Central College News

Featured: Music for Life

May 29, 2014
with Jim

Jean De Smidt ’70 and her husband Jim incorporate music into their lives.

Since Jean De Smidt ’70 graduated from Central College, she has traveled the country playing and writing all types of music.

De Smidt first came to Central on a visit by her mother’s recommendation. Performances of Central’s music ensembles were once played on local radio stations, and De Smidt says, “My mother would hear music from Central College on the radio and she liked the music.” After visiting, De Smidt also fell in love with the school.

During her time at Central, De Smidt participated in wind ensemble, orchestra and the A Cappella Choir under the direction of Dr. Larry Grooters. “When you are in college you don’t appreciate what it is to sing in a group like that. After graduation you can still enjoy music, but it’s not on the same level,” De Smidt says.

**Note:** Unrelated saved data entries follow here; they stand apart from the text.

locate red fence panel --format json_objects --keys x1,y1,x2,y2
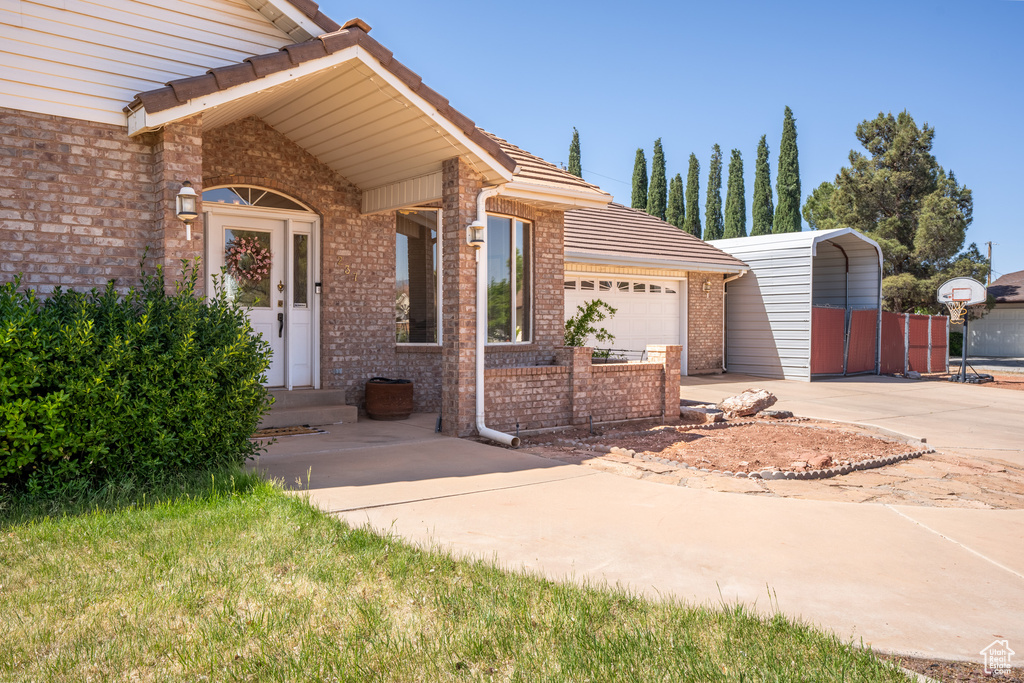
[
  {"x1": 907, "y1": 314, "x2": 930, "y2": 373},
  {"x1": 847, "y1": 309, "x2": 877, "y2": 374},
  {"x1": 880, "y1": 312, "x2": 906, "y2": 375},
  {"x1": 929, "y1": 316, "x2": 948, "y2": 373},
  {"x1": 811, "y1": 307, "x2": 846, "y2": 375}
]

After graduation, De Smidt went on to earn a master’s degree in flute from the College of New Jersey, and her passion for music has continued throughout her life. De Smidt’s husband Jim is a minister and a musician, and the couple has moved around quite a bit during the years. But everywhere they go, they look for ways to become involved in music.

“Every time my husband moved to a different church for his job the music changed,” De Smidt says. “When we were in Laramie (Wyoming) I was the music director and we had a praise team. Then I started messing around with bluegrass. We played some festivals.”

It was in Wyoming that the couple began to play with the group The Other Mountain Band. After members of the group moved on, the De Smidts became The Other Mountain Remnant. In Colorado, where the De Smidt’s currently live, they participate in Irish and Celtic music sessions. “Right now Celtic music is more fun for me because I get to play my flute and that is what my degree is in,” De Smidt says. Over the years, she has also taught hundreds of private students and has directed choirs.

The De Smidts find music also has a way of lifting people’s spirits. They currently play for the Little Chapel Food Pantry in Teller County, which is based out of their church and serves 150 families. In 2012, the pantry distributed 697,000 pounds of food. Today, De Smidt says playing at the food pantry is the most important music she and her husband perform.

“The people who come to the food pantry weren’t always like this. The music we play takes them back to a good place and for that moment their life is a little better,” she says.

De Smidt believes all musicians need to have a certain level of versatility. “In this day and age a musician has to be able to do many things. It’s hard for a musician to make a living on one instrument unless you are extremely talented. My advice for younger musicians would be to learn how to play the piano well; there are not enough people who are good at piano. Evaluate what your skills are and find a teacher who helps you develop them. If you have the talent then you should pursue music … be flexible and ready to change.”

The De Smidts have started a Central College musical tradition in their family. “Both of my sons, my daughter-in-law and my brother graduated from Central,” De Smidt says. “My brothers and sons were all music majors.” Central has also seen some of De Smidt’s students walk through its doors. “I love teaching private lessons, and the fact that I could participate in both vocal and instrumental music at Central has given me a variety of skills to do that.”

A highlight for her family was coming back to Central to sing in a choir reunion. She says, “It was overwhelming getting to go back and be part of a wonderful sound.”